Before you deprive your supposedly peanut-allergy-ridden child of a lifetime of delicious Reese’s Peanut Butter Cup Eggs, you may want make sure it’s necessary — because, turns out, many kids whose allergies were diagnosed on the basis of blood or skin tests alone may not be truly allergic to those foods, experts say.
Why are they saying this? Well, according to researchers who know slightly more than I do about this stuff (just slightly), blood tests measure the level of antibodies, called immunogloblin E (IgE), a body makes to a particular food. However, having IgE antibodies doesn’t mean that a person will actually have an allergic symptom when they encounter it. In fact, several recent studies have underscored the gap between IgE antibodies and actual allergies. In this month’s Journal of Allergy and Clinical Immunology — which I’m sure we ALL have in our bathroom magazine rack for a little “leisure reading” — researchers in England reported that when 79 children who tested positive for peanut IgE antibodies were given food challenges, 66 of them could eat peanuts safely. And at the American Association of Allergy, Asthma and Immunology conference last year, doctors reported that of 125 young patients given food challenges, more than half could tolerate foods they’d been told to avoid.
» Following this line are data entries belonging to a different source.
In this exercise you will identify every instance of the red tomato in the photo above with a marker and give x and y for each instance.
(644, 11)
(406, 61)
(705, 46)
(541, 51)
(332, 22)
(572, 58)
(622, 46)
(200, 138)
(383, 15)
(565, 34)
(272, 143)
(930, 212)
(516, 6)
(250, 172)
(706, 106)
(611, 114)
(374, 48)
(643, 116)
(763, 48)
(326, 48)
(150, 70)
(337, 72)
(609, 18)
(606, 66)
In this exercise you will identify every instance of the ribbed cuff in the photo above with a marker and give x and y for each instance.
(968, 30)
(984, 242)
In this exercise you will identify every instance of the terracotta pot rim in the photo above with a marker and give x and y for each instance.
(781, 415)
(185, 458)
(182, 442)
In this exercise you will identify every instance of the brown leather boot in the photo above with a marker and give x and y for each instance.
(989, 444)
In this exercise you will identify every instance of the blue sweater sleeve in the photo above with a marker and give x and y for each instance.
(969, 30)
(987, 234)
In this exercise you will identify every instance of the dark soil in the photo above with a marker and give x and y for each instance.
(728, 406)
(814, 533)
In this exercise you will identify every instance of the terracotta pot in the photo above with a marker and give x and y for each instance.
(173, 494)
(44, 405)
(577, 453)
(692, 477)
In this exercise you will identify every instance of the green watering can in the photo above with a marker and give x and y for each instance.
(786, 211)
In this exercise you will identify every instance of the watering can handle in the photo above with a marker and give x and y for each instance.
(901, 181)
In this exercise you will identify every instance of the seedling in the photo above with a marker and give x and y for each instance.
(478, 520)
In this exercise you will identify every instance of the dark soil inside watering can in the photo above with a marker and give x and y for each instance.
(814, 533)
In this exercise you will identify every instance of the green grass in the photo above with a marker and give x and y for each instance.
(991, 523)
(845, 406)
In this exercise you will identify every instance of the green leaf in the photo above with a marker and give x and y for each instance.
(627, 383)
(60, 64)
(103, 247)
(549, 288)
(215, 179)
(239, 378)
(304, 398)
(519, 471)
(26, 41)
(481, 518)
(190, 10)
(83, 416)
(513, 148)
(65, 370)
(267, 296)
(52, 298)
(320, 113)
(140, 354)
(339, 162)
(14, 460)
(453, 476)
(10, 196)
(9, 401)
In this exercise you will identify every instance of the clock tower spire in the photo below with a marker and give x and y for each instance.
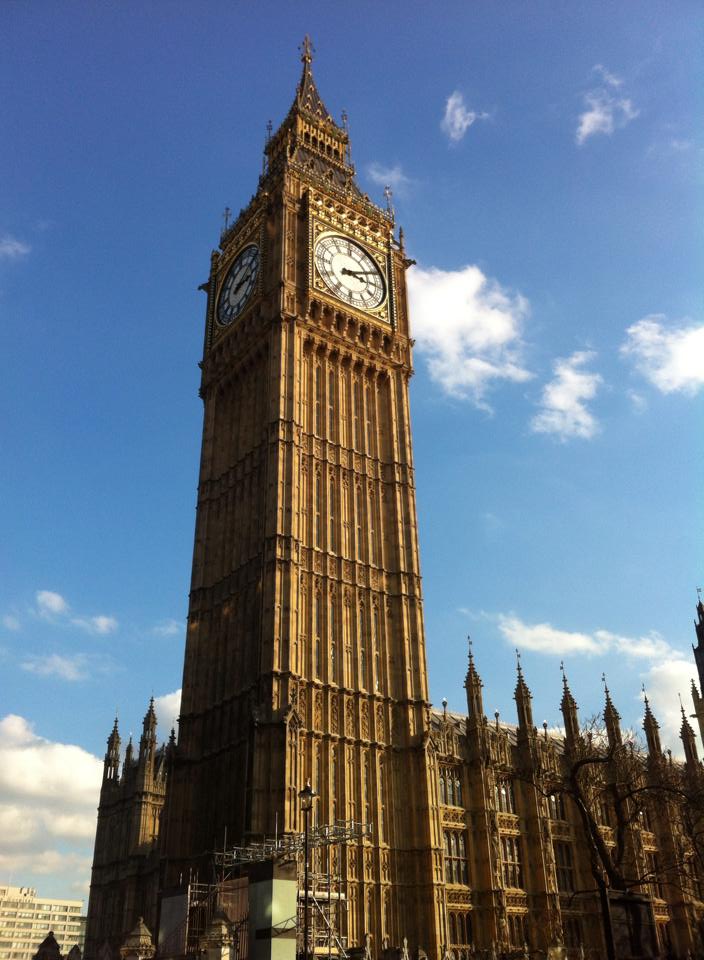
(305, 652)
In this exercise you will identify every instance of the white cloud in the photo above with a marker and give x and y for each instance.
(167, 709)
(564, 411)
(664, 681)
(54, 665)
(605, 110)
(168, 628)
(457, 119)
(100, 624)
(638, 401)
(48, 798)
(544, 638)
(469, 328)
(12, 249)
(393, 177)
(50, 603)
(670, 357)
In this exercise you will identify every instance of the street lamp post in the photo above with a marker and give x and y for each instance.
(306, 797)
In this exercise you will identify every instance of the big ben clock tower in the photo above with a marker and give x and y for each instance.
(305, 653)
Skin-prick tests are slightly more predictive, but there, too, a red wheal in response to a skin prick doesn’t necessarily mean that a child will have an actual allergic reaction to that food.
So what the hell are we parents supposed to do? The only way to know for sure — short of encountering the food in real life, which is no fun, no fun at all — is with a food challenge test in a doctor’s office or hospital. Not a thrilling option because those can be time consuming, expensive and nerve-wracking, especially for parents who have seen a child encounter an anaphylactic shock, a life-threatening reaction in which multiple organs quickly shut down. (Just writing that sentence makes my heart pound.)
And NONE of those tests can predict how severe an allergic reaction might be. A person with a peanut allergy might react with a tingle in the mouth, a case of hives or a full-blown anaphylaxis, depending on many variables, including how much peanut they ingested and in what form.
Okay, so maybe the researchers don’t know much more than I do, after all.